[Date Prev][Date Next][Thread Prev][Thread Next][Date Index][Thread Index]

Re: [Xen-devel] [PATCH v3 2/5] x86/boot: Split bootsym() into four types of relocations



On Fri, 2019-08-30 at 17:10 +0200, Jan Beulich wrote:
> On 21.08.2019 18:35, David Woodhouse wrote:
> > --- a/xen/arch/x86/boot/head.S
> > +++ b/xen/arch/x86/boot/head.S
> > @@ -699,14 +699,30 @@ trampoline_setup:
> >          cmp     $sym_offs(__trampoline_rel_stop),%edi
> >          jb      1b
> >  
> > -        /* Patch in the trampoline segment. */
> > +        mov     $sym_offs(__trampoline32_rel_start),%edi
> > +1:
> > +        mov     %fs:(%edi),%eax
> > +        add     %edx,%fs:(%edi,%eax)
> > +        add     $4,%edi
> > +        cmp     $sym_offs(__trampoline32_rel_stop),%edi
> > +        jb      1b
> > +
> > +        mov     $sym_offs(__bootsym_rel_start),%edi
> > +1:
> > +        mov     %fs:(%edi),%eax
> > +        add     %edx,%fs:(%edi,%eax)
> > +        add     $4,%edi
> > +        cmp     $sym_offs(__bootsym_rel_stop),%edi
> > +        jb      1b
> 
> With the smaller sets now - are we risking misbehavior if one
> of the relocation sets ends up empty?
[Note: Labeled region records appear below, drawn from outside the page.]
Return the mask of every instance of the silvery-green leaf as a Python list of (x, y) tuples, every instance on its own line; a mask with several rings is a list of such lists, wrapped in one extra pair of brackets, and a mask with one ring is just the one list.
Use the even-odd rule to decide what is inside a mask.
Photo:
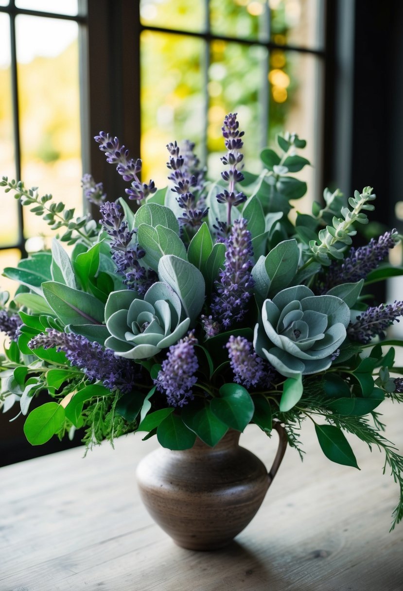
[(349, 308), (352, 308), (358, 300), (361, 290), (364, 284), (364, 280), (361, 279), (356, 283), (343, 283), (336, 285), (327, 292), (327, 296), (336, 296), (347, 304)]
[(179, 223), (175, 214), (168, 207), (158, 203), (144, 203), (137, 210), (134, 216), (135, 226), (138, 228), (141, 223), (147, 223), (154, 228), (164, 226), (177, 234), (179, 232)]
[(154, 271), (158, 268), (158, 261), (164, 255), (176, 255), (187, 260), (186, 249), (177, 233), (164, 226), (155, 228), (141, 223), (137, 230), (138, 243), (145, 254), (143, 260)]
[(50, 268), (54, 281), (64, 283), (73, 289), (77, 288), (72, 261), (67, 253), (56, 238), (53, 238), (52, 241), (52, 264)]
[(158, 275), (179, 296), (185, 316), (193, 323), (204, 301), (204, 280), (199, 269), (174, 255), (160, 259)]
This wasn't reasonable to
> expect before, but I think it would be nice to have a build-time
> check rather than a hard to debug crash in case this happens.

Or just code it differently as a while() instead of a do{}while() so
that it actually copes with a zero-length section. 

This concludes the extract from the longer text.